After completing tests on the wafer, the wafer is diced into separate chips
and assembled into separate packages. These packaged chips are tested for
defects and then endure burn-in tests lasting approximately two days at
elevated temperatures of 125.degree. C. After passing the burn-in test,
the devices encounter the manufacturer's final tests. These
time-consuming, expensive tests include a pattern disturb test and write
recovery test in addition to other tests. The chip manufacturer ships
passing devices to customers who typically conduct the incoming screening
tests on a sample of the devices. After installing these devices into
memory systems, the customer tests the memory systems. These tests
typically include a second burn-in test.
The testing and manufacturing procedures of the prior art have numerous
disadvantages. Prior-art procedures use expensive equipment. The prior art
handles the chips extensively and exposes them to electrostatic discharge
and other hostile conditions that cause failures.

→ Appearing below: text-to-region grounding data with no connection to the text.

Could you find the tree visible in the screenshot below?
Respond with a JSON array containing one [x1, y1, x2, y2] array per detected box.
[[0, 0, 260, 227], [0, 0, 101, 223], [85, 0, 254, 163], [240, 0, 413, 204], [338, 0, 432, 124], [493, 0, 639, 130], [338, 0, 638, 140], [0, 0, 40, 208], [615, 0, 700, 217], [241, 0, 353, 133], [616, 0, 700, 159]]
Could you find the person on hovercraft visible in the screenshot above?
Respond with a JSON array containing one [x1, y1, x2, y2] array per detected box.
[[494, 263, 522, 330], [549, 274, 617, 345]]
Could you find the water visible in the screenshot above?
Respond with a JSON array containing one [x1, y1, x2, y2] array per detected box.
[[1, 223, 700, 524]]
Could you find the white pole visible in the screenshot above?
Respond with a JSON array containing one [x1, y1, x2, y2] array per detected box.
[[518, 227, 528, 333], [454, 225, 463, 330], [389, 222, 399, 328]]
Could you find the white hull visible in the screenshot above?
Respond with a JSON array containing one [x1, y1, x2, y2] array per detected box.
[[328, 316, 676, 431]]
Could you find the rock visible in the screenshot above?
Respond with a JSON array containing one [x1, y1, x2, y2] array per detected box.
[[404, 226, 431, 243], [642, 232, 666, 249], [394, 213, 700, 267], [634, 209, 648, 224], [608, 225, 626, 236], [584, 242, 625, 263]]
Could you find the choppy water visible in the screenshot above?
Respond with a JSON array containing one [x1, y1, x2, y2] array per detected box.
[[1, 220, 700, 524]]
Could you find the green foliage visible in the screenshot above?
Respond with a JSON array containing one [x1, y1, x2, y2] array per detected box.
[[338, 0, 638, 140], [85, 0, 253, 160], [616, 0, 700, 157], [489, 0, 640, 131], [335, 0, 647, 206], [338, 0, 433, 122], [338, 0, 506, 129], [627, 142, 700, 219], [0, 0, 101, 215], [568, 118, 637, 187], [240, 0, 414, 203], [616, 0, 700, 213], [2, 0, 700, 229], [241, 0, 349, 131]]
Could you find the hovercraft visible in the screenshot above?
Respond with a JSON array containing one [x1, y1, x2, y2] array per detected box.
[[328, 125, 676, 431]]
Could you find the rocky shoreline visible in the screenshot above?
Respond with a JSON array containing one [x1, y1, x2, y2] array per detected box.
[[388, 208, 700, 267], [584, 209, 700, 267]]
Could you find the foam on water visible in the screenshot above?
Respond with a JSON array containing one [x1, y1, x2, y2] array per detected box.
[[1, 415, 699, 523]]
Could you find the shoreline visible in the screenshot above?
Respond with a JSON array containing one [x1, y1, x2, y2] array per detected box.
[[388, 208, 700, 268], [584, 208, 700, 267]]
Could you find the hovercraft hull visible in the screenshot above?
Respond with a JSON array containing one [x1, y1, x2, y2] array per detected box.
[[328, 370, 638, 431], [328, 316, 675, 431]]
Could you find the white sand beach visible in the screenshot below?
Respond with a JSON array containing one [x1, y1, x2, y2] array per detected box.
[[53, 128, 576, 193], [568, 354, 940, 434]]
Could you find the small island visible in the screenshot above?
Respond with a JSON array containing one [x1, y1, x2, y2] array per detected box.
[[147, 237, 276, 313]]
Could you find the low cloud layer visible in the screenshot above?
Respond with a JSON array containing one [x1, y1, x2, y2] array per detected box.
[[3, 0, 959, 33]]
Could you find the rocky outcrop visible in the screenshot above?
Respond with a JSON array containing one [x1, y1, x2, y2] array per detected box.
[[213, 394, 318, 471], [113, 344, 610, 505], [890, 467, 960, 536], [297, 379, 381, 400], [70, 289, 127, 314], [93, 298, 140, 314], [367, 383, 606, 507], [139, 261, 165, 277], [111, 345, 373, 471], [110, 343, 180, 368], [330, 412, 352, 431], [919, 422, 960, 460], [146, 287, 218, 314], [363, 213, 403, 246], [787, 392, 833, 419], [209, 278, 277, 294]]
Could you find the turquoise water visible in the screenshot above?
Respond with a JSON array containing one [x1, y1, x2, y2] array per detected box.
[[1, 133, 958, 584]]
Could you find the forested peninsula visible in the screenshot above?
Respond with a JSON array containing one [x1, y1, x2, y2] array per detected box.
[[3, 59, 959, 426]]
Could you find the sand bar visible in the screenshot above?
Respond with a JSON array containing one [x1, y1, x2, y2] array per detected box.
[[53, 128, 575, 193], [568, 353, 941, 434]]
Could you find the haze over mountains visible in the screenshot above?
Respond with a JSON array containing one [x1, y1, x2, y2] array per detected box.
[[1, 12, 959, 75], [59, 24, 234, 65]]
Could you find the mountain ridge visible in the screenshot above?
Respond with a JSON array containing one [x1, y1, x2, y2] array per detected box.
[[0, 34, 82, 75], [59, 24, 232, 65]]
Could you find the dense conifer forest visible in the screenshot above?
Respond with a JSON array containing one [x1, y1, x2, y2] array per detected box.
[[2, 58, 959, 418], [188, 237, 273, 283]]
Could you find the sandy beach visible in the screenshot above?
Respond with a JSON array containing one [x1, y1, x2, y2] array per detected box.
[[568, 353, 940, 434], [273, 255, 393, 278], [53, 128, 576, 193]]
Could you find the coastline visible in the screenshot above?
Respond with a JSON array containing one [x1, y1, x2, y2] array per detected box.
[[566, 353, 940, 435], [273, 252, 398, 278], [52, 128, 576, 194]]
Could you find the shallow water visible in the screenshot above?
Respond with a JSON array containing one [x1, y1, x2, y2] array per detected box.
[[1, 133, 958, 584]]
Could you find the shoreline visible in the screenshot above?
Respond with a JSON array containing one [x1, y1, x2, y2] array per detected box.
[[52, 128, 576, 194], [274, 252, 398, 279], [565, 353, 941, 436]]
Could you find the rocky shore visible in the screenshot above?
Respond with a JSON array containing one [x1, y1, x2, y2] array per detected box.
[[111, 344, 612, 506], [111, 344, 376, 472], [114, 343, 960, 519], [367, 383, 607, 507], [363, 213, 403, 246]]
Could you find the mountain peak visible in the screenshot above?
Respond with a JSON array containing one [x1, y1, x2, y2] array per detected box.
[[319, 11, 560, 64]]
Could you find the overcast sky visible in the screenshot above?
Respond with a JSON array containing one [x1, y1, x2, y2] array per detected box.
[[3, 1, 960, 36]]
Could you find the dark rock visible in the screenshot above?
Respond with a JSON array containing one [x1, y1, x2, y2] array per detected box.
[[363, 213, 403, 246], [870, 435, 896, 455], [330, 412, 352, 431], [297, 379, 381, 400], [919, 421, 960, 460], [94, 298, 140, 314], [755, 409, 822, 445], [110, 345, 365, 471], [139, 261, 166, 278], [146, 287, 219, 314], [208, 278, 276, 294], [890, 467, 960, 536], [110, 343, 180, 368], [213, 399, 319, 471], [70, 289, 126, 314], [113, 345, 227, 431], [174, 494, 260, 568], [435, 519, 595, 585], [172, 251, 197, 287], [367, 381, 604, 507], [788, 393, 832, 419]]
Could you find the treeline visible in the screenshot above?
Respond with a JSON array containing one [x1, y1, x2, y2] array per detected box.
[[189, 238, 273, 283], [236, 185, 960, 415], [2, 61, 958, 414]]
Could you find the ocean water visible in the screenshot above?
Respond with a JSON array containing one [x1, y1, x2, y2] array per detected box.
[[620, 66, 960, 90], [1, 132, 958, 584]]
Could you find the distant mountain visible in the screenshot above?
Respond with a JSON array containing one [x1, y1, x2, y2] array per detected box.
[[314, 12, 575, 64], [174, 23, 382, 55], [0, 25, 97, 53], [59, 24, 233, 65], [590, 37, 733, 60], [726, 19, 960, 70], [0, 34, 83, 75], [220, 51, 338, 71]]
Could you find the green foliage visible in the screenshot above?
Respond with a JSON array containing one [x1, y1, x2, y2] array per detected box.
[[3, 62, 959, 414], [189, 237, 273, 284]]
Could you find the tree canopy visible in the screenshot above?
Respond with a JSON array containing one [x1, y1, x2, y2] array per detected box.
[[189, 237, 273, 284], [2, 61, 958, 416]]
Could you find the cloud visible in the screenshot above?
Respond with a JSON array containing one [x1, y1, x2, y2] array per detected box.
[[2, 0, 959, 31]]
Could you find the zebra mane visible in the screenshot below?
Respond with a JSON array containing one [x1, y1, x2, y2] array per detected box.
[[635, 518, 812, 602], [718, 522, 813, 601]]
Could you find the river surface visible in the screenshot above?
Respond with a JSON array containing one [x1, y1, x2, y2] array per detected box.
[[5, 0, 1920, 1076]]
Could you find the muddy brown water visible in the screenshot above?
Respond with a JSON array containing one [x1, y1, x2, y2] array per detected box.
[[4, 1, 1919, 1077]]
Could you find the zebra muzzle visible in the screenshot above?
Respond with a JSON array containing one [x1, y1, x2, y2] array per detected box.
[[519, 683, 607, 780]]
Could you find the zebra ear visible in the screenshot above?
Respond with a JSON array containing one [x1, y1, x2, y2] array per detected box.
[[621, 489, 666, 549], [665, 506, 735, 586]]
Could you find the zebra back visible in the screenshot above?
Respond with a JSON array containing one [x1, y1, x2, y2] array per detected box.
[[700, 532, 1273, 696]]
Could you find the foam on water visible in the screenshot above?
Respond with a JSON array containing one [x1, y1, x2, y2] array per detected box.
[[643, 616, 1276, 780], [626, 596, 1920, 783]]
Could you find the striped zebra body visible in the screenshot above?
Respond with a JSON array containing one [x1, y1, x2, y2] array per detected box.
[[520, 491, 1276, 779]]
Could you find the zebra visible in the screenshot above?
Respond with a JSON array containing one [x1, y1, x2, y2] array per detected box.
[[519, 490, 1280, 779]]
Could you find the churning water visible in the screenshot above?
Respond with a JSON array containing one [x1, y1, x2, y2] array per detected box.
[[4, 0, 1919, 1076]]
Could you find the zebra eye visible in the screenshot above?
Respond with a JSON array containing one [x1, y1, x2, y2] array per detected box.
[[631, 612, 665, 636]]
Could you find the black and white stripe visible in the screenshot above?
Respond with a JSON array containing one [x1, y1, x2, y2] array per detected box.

Additionally, prior-art
procedures inefficiently test for pattern sensitive defects. Pattern
sensitive defects are memory defects that cause failures when the bits
have a particular configuration. The prior art conducts tests for these
pattern sensitive defects by storing every possible combination of ones
and zeros into the memory. Obviously, this procedure is very time
consuming if not impossible. Therefore, prior-art procedures miss some
pattern sensitive defects. These undetected defects will cause system
failures when they occur during field use.
Another disadvantage of prior-art testing and manufacturing procedures is
the limited repair capability. The laser repair procedure of the prior art
can only repair a small number of cell, column, or row defects.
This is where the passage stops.